All over social media, doctors are posting indictments in capital letters against the failed U.S. healthcare industry. “Doctors didn’t create the dumb system, nor the management that fuels the dysfunction !!!” said a medical commentator.
Doctors are suffering from everything they have lost. But like the American tourist shouting louder and louder at non-English speaking locals, doctors act as if repeating the same words at higher decibels would change the responses of insurers and hospital administrators.
This is not the case because the problem is not the volume. It is that the doctors speak a different language. No matter how much doctors cry out for higher wages and fewer patients per day, their demands don’t make economic sense to those who receive them.
Negotiation is an attempt to negotiate a better outcome. Some doctors have already started this step.
During Covid-19, a survey revealed 53% of physicians practicing independently feared their practices would not survive COVID-19. As solo practices struggle to survive, more than 70% of all physicians working for a hospital or medical group — a way to gain bargaining power with insurers and increase financial security. But as economic pressures intensify in the post-pandemic era, all physicians will feel the effects.
Small and medium-sized businesses cannot afford 5.5% annual increase in health spending. State governments, which must balance their budgets, will not be able to increase Medicaid payments. These days, politicians on both sides of the aisle see the futility of pushing for any health care plan that would raise taxes.
So rather than negotiating for a bigger slice of the pie like they did before the pandemic, doctors will find themselves negotiating for less. a reduction.
Depression follows unsuccessful attempts at negotiation and is a sentiment increasingly familiar to physicians. According to national studies, around 15% of doctors struggle with depression while 20% report having had thoughts of suicide.

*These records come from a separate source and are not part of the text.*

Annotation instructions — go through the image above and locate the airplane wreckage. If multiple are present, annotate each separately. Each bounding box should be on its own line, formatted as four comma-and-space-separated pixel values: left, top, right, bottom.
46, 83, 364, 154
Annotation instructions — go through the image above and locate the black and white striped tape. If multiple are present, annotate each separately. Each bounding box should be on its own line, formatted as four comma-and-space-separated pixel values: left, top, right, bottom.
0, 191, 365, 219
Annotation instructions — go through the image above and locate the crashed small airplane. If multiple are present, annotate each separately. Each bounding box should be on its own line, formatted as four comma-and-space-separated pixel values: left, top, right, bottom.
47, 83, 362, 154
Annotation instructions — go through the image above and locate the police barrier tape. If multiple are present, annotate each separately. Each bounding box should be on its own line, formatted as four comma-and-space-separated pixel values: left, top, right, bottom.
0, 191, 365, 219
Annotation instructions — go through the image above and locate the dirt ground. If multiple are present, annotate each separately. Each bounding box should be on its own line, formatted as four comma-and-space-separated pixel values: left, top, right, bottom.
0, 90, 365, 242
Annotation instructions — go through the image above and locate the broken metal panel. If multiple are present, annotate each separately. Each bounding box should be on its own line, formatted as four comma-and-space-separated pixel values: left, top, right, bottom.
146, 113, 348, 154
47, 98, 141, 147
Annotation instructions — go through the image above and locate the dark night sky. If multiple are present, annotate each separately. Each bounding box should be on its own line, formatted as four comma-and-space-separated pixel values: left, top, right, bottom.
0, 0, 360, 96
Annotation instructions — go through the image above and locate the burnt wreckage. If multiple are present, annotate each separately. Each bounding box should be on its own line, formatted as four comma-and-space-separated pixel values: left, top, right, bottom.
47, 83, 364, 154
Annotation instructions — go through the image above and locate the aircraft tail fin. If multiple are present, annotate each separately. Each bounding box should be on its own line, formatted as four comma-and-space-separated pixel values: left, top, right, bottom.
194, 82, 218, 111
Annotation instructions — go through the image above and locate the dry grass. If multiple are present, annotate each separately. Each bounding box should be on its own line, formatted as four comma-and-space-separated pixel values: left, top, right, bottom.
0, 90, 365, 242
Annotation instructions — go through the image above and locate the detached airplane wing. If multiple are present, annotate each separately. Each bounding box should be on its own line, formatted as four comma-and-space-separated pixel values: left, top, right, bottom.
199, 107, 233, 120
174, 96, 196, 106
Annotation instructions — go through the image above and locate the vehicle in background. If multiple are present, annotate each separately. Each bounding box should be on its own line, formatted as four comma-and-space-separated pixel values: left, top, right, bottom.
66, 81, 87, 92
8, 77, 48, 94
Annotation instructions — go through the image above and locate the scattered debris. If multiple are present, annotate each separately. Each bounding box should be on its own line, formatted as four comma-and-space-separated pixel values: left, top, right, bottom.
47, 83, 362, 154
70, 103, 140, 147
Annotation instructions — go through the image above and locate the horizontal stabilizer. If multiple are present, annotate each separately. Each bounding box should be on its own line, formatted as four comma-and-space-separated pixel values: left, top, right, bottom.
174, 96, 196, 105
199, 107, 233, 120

The causes of depression and suicide among physicians are multifactorial and stem from stress at work, unhealthy coping mechanisms, and systemic barriers that make their jobs difficult to accomplish.
In the face of the country’s continuing economic problems and the continued tightening of the health industry belt, these anxieties will only increase in prevalence and severity. Doctors are trained to hide emotions and suppress pain. Therefore, the coming increased period of depression will be the most dangerous part of the grieving process for doctors.

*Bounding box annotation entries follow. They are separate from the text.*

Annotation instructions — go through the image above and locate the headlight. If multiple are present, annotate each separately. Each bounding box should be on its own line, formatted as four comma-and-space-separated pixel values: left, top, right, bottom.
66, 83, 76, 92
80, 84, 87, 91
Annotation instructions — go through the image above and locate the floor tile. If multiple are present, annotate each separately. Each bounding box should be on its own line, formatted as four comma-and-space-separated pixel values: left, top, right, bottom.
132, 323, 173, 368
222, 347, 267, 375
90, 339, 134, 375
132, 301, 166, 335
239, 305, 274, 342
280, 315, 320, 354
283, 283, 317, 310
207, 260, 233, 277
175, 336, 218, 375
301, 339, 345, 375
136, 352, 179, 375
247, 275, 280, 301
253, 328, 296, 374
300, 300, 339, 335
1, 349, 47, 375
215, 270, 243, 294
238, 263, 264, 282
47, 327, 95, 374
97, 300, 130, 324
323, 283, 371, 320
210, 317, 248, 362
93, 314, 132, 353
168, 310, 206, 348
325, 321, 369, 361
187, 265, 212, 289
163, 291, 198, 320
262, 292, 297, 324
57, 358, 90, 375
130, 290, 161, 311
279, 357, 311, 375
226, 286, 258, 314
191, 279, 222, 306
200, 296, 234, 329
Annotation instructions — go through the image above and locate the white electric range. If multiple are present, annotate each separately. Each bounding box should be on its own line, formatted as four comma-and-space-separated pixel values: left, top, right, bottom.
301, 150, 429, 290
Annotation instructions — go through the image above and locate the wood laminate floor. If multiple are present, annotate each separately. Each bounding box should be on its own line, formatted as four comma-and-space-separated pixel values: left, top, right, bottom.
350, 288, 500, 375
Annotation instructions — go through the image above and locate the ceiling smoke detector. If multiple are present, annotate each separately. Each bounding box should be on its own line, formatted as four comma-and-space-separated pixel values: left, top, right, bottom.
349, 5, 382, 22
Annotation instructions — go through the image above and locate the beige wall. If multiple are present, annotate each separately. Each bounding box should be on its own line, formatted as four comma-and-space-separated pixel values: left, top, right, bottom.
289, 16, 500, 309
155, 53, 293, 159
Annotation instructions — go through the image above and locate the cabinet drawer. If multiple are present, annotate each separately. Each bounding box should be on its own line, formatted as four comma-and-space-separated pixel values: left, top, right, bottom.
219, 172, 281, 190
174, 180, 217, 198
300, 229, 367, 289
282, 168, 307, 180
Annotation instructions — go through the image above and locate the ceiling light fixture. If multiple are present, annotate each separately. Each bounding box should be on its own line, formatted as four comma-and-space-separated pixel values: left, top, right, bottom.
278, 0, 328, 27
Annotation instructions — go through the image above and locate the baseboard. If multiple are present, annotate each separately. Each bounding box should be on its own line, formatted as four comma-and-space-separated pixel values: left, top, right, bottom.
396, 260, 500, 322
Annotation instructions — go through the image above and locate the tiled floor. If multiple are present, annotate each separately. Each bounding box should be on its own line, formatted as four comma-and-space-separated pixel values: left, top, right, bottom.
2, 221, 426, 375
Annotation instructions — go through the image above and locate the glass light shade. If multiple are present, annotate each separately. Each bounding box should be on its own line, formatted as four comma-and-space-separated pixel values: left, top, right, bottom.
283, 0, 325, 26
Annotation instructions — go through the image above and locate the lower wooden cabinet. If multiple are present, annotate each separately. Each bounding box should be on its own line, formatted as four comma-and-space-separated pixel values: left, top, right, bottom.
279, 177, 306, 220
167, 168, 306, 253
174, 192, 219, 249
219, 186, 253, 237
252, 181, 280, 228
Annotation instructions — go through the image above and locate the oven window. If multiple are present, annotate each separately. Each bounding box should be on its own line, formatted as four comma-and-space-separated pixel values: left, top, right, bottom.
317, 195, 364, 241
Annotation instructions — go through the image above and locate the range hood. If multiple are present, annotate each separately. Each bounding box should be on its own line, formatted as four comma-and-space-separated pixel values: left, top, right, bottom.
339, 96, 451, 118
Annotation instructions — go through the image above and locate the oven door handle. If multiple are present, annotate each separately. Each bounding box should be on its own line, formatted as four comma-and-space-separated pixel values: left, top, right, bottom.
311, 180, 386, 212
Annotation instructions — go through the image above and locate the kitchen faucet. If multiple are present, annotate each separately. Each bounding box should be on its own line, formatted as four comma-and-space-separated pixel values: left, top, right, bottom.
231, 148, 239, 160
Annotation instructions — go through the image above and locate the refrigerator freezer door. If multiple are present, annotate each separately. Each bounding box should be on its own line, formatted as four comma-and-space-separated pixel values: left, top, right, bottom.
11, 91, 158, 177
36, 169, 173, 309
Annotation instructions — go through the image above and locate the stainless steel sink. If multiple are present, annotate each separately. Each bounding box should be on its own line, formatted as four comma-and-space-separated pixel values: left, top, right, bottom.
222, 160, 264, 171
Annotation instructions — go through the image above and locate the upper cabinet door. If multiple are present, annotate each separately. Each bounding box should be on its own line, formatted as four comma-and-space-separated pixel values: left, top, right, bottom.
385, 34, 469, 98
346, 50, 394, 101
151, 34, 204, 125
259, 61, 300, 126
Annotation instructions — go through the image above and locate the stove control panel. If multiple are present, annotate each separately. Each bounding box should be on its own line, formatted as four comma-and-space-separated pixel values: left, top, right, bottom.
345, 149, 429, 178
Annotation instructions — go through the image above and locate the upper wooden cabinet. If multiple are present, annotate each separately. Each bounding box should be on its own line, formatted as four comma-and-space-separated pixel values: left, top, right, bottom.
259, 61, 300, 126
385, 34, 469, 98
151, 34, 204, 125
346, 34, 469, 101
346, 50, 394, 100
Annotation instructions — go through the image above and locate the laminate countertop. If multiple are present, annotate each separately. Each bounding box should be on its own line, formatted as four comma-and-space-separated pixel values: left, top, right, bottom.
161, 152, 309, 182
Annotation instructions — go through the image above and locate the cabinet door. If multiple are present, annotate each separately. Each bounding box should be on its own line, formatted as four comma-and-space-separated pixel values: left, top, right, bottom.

Acceptance of the need for systemic and cultural change is the ultimate destination for physicians. Like the twin snakes that wrap around the caduceus staff, the systemic and cultural problems of medicine are inextricably linked – neither function independently of the other.
After decades of fighting and blaming the healthcare system, physicians will find it difficult to accept that they must play a critical role in solving the problems of cost and quality of medicine. In the culture of doctors, it will look like giving up.

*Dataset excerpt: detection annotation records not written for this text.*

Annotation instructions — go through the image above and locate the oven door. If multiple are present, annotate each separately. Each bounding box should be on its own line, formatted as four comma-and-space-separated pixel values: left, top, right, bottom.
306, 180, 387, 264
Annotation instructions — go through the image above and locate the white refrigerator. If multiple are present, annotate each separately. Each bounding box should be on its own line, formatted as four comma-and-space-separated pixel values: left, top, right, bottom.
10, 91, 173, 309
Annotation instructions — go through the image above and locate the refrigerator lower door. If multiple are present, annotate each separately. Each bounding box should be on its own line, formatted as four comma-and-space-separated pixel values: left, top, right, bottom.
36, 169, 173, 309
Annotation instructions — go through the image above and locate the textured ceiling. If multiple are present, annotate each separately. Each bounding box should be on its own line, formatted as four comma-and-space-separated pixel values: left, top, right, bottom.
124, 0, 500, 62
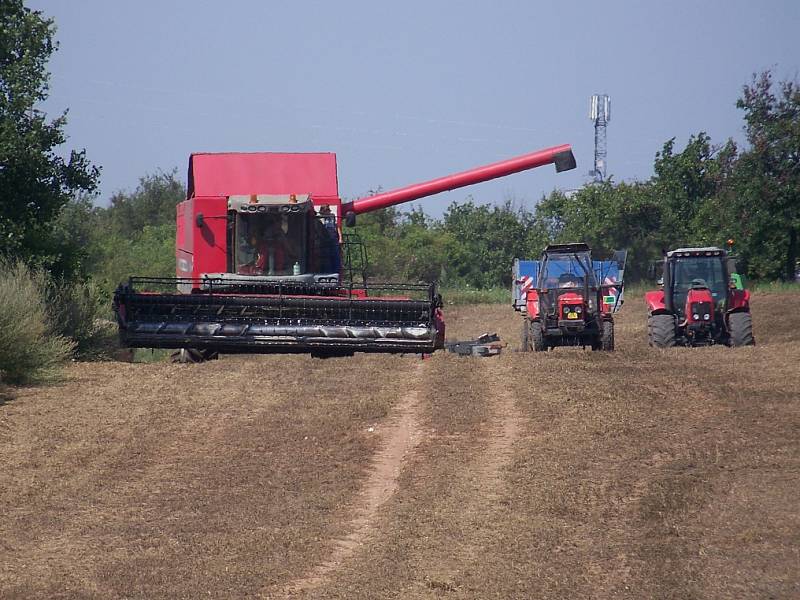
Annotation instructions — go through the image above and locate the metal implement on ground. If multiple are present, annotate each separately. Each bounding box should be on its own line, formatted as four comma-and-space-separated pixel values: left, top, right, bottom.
644, 242, 755, 348
511, 242, 627, 352
114, 145, 575, 360
444, 333, 506, 356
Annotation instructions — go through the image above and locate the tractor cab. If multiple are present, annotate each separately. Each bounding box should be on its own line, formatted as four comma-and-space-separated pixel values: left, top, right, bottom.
536, 244, 598, 328
663, 248, 731, 318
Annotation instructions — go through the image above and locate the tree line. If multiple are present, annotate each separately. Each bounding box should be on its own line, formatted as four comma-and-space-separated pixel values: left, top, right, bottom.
0, 0, 800, 291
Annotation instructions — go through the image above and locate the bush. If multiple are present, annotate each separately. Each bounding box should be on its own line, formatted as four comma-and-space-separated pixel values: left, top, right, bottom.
0, 260, 75, 383
47, 281, 116, 357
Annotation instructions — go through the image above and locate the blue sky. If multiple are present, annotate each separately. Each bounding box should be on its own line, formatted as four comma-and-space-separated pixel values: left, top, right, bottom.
27, 0, 800, 215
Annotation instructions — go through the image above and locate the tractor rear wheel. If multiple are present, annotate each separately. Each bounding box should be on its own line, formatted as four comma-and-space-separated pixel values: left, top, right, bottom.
647, 315, 675, 348
519, 318, 531, 352
600, 321, 614, 352
530, 321, 547, 352
728, 312, 756, 348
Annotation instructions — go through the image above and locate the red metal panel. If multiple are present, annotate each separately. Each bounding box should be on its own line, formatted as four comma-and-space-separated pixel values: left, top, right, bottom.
188, 152, 339, 198
342, 144, 575, 214
191, 197, 228, 277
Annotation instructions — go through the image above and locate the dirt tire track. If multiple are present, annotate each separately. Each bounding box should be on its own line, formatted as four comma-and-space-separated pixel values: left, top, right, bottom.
428, 358, 523, 591
282, 361, 427, 597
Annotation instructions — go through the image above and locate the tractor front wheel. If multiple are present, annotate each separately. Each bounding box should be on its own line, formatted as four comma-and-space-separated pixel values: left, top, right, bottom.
647, 315, 675, 348
530, 321, 547, 352
728, 313, 756, 348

But acceptance isn’t about feeling good about the loss. It is about recognizing the reality and deciding to move forward, despite the discomfort. Acceptance will require physicians to adopt new standards and more realistic expectations.
They will have to abandon the fee-for-service reimbursement model, which pushes them to over-test, overtreat and overcharge patients. They will need to collaborate and coordinate patient care to improve medical outcomes and reduce costs. And they will need to adopt more efficient and effective approaches to delivering health care.
Unlike the other stages of grief, acceptance is a choice. A painful one. But thanks to it, doctors can improve the health of patients, reduce the cost of medical care and begin to treat themselves.